'The father just didn't understand how his suicidal son could feel so stressed'
Educating parents will be key to solving our children's mental health crisis
The young man always stands out in Dr Gillian O'Brien's memory. "He was just 19 at the time of his suicide attempt, a really serious overdose, and he'd ended up in hospital in Dublin," O'Brien, a clinical psychologist, recalls.
"The dad told me about getting the call to say the son was in hospital. He said he couldn't believe it. 'I raced to my son's bedside and held his hand and when he woke up, I said to him, son how could you do this yourself?' The son replied, 'I'm just so stressed about things' and the dad said: 'You? Stressed? Listen to me, when you have a mortgage, a wife and kids to deal with, come back to me and talk about stress'. He totally dismissed the experience, and believe me, that man really did love his son."

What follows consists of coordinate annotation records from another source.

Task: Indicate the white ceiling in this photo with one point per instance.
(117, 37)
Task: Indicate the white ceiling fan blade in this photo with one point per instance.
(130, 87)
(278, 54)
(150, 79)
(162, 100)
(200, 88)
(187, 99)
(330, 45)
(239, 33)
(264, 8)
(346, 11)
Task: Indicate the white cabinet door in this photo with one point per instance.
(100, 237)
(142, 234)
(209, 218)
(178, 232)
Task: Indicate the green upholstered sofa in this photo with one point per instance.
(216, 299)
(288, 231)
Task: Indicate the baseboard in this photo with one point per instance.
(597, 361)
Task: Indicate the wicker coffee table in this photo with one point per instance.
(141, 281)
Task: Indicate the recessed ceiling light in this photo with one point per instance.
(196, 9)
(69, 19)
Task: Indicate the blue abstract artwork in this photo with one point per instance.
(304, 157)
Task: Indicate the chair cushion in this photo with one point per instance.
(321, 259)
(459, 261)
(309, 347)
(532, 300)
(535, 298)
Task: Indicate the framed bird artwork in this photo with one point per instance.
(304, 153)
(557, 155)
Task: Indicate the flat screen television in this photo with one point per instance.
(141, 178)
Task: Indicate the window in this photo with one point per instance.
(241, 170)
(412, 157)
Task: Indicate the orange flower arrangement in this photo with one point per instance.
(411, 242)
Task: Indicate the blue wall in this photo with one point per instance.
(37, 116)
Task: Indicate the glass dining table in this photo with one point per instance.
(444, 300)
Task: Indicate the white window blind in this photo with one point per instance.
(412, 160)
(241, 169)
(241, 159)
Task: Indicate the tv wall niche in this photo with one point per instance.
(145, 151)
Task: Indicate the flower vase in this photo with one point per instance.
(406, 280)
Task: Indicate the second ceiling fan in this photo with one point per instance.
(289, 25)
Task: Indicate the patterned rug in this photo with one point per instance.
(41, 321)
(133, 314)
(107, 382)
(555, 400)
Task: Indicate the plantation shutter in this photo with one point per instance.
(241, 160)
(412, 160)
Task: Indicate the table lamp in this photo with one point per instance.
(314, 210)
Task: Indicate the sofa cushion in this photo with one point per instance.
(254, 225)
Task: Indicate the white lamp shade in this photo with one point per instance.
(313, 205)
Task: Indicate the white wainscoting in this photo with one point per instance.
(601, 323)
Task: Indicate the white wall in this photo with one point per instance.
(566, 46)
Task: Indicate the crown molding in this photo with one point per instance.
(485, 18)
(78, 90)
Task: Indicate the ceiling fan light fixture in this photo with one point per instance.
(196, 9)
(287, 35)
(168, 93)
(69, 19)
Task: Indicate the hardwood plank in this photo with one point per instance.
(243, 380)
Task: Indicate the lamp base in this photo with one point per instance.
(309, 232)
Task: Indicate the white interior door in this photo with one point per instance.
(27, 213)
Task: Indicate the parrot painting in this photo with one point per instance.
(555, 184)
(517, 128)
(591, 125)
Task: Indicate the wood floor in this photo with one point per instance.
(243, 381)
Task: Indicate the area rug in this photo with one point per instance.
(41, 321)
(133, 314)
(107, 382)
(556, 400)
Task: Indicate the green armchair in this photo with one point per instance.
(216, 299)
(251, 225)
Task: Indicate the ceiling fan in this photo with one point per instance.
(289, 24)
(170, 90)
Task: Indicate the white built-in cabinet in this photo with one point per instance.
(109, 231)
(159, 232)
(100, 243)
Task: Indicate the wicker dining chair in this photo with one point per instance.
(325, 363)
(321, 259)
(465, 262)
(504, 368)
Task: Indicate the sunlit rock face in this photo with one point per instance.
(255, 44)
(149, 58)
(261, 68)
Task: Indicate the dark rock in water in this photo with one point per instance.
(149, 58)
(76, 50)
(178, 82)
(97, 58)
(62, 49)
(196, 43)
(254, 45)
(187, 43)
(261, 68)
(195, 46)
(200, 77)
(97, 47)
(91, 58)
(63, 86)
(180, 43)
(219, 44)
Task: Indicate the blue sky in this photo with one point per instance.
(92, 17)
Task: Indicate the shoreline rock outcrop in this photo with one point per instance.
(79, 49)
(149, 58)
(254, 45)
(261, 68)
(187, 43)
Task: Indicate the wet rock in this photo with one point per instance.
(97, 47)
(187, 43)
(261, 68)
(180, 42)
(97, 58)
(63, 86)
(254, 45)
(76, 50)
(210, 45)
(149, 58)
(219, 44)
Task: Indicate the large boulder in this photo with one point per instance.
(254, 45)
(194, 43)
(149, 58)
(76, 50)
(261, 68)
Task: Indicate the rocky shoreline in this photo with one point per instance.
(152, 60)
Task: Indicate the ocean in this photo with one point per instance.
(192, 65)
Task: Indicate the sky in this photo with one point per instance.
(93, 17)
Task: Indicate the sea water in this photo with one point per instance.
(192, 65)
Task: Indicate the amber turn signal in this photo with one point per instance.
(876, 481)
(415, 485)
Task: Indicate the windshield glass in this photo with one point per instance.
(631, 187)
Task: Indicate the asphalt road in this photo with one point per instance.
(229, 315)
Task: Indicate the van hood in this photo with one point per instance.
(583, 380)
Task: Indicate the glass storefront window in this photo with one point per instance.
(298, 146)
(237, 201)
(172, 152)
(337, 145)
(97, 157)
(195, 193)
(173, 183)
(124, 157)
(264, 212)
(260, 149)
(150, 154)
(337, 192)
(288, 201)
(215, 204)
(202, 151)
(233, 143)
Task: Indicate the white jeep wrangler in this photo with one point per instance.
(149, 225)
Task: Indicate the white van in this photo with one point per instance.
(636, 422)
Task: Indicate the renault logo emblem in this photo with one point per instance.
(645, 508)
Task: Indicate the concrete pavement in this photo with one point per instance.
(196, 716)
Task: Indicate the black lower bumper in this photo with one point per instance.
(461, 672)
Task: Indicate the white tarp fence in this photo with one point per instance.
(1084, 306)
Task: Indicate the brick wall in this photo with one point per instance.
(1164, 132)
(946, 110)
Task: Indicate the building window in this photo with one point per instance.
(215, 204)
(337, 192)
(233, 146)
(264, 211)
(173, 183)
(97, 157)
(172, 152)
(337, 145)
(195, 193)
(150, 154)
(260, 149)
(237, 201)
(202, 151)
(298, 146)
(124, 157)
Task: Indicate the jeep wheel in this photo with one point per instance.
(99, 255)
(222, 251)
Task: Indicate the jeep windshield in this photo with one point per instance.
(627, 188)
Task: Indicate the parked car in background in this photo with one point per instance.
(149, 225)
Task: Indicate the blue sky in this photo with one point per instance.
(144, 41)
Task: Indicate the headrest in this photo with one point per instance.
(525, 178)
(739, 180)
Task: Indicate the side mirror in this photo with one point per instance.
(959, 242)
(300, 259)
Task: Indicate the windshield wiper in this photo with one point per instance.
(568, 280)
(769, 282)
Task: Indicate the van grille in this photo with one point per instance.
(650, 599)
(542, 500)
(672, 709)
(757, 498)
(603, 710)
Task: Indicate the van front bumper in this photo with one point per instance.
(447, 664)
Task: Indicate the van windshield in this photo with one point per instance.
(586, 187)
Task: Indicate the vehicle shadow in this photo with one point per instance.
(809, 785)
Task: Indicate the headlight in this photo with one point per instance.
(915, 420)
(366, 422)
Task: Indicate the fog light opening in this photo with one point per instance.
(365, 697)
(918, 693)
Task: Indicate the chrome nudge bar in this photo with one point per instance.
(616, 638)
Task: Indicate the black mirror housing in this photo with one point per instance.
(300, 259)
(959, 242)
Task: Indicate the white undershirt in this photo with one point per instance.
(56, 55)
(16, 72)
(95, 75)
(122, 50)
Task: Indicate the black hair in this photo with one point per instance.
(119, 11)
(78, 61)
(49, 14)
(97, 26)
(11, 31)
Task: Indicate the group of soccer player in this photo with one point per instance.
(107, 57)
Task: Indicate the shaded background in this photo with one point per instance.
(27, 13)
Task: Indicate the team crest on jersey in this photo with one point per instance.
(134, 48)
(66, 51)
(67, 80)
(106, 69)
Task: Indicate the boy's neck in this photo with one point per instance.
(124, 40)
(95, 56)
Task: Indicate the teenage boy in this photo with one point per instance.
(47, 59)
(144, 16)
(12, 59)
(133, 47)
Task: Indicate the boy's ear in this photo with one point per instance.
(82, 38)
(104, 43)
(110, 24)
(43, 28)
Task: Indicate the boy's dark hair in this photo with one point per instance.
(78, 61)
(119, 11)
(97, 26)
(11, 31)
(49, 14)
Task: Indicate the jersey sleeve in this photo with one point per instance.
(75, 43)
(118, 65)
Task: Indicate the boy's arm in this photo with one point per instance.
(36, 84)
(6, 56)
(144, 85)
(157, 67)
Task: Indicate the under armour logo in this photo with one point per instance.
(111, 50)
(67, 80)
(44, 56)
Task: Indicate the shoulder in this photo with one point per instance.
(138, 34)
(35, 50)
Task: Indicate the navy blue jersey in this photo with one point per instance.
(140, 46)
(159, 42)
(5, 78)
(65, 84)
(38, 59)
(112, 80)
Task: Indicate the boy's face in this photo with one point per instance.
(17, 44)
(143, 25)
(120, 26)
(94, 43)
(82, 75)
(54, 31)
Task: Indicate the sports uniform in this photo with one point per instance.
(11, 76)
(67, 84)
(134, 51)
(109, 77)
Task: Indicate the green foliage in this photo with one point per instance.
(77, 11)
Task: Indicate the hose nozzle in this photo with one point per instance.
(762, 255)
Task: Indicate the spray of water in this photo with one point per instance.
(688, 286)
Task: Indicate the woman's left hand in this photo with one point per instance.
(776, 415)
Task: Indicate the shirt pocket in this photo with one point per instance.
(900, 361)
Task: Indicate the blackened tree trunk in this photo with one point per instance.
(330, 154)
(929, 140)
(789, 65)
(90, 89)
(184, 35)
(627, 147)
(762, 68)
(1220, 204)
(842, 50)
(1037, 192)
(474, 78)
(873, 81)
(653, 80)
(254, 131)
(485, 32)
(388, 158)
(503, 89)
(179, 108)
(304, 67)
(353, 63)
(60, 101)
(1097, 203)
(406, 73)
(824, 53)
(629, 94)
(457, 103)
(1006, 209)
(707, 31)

For O'Brien, the clinical director of Jigsaw, a mental health charity for young people, this anecdote seemed to exemplify the difficulties that still exists when it comes to Irish parents and children having open conversations about mental health. "A lot of parents don't know where the line is between a real problem and adolescent growing pains," she explains. "A lot will ask, is this thing that's happening to my son or daughter 'normal'? When does staying in bed all day become a problem, for instance? We run a lot of training and workshops for parents, where we try to give answers to questions like that. In my experience, when a lot of people come to us, they might disclose what's really going on with them and when we say, 'have you told your mum or dad', they say no. We communicate to parents that they're not to lose their head, no matter what they are told."